Dari prinsip-prinsip tersebut di atas nampak bahwa semuanya dalam rangka menciptakan suasana pembelajaran yang membuat siswa senang sehingga mereka akan terlibat aktif dalam pembelajaran. Untuk menunjang penerapan prinsip-prinsip tersebut di atas guru dalam mengelola pembelajaran perlu:
·         Menyajikan kegiatan yang beragam sehingga tidak membuat siswa jenuh.
·         Menggunakan sumber belajar yang bervariasi, disamping buku acuan.
·         Sesekali dapat bekerjasama dengan masyarakat, kantor-kantor, bank, dll, sebagai sumber informasi yang terkait dengan praktek kehidupan sehari-hari.
·         Memanfaatkan lingkungan sekitar sebagai sumber belajar, karena belajar akan bermakna apabila berhubungan  langsung pada permasalahan lingkungan sekitar siswa.
·         Kreatif menghadirkan alat bantu pembelajaran. Proses ini dapat memudahkan siswa untuk memahami materi pembelajaran atau dapat menolong proses berpikir siswa dalam membangun pengetahuannya.
·         Menciptakan suasana kelas yang menarik, misalnya pajangan hasil karya siswa dan benda-benda lain, peraga yang mendukung proses pembelajaran.

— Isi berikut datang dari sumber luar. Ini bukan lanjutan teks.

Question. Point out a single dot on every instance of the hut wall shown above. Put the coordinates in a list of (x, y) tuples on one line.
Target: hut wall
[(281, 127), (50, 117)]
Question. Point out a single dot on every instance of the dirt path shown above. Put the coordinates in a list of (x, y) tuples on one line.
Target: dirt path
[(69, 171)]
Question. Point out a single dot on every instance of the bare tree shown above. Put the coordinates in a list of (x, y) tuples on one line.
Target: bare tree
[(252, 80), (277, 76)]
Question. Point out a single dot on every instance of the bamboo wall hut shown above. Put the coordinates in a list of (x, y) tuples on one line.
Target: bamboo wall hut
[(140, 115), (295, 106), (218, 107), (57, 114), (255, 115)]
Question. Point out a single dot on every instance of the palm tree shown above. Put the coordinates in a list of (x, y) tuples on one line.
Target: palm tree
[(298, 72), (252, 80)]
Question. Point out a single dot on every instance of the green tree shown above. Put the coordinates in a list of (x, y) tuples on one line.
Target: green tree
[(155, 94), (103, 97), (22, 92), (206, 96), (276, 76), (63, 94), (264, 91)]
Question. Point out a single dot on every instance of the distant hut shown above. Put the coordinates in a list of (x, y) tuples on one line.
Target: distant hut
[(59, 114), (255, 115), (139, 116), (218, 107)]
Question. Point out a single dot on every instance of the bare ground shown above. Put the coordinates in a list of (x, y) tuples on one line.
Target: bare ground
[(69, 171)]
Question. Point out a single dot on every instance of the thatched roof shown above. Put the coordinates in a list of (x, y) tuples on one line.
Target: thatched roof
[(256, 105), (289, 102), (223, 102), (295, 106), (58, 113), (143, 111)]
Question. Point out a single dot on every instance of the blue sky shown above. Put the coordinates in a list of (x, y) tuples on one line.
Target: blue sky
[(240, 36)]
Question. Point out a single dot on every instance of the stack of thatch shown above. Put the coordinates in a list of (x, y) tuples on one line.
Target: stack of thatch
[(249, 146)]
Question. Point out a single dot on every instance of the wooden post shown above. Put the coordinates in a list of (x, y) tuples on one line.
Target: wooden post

C.      Lingkungan Belajar Siswa
Setelah Anda mengenal lima prinsip pembelajaran IPA dan siap mengimplementasikannya, ada beberapa hal yang perlu dipertimbangkan untuk membuat siswa belajar dengan baik, yaitu lingkungan belajar non fisik. Lingkungan belajar non fisik adalah keadaan psikologis di sekitar siswa yang diciptakan oleh guru secara sengaja untuk mendorong siswa belajar.
Faktor-faktor lain yang perlu mendapat pertimbangan guru dalam melaksanakan pembelajaran IPA di sekolah, adalah  sebagai  berikut:
1. Lingkungan belajar yang mendukung dan produktif.
         Lingkungan belajar yang mencerminkan prinsip ini adalah jika Anda sebagai guru membangun hubungan yang positif dengan setiap siswa, Anda mengenal dan menghargai mereka satu per satu. Anda juga membangun budaya saling menghargai dan saling menghormati antar siswa baik secara individual maupun kelompok. Anda menggunakan berbagai strategi untuk meningkatkan keyakinan kepada diri sendiri dan kesediaan mengambil resiko dalam belajar. Dan, terakhir, Anda perlu menunjukkan rasa aman pada setiap siswa secara individual melalui dukungan yang terstruktur,    penghargaan pada usaha siswa serta  yang dikerjakannya.
         Salah satu yang paling mungkin Anda laksanakan adalah pada setiap proses pembelajaran Anda mulai dengan mengapresiasi konsepsi siswa tentang konsep-konsep IPA yang akan dipelajari pada pertemuan itu.
2. Lingkungan belajar yang menumbuhkan peningkatan kemandirian, kolaboratif, dan  motivasi diri.
             Dalam lingkungan semacam ini Anda, sebagai guru, mendorong dan mendukung agar  setiap siswa bertanggung jawab atas belajar mereka masing-masing. Keberhasilan belajar di tangan para siswa sendiri, sebaiknya ditanamkan. Anda juga membangun berbagai strategi yang dapat menumuhkan keterampilan kolaborasi yang produktif.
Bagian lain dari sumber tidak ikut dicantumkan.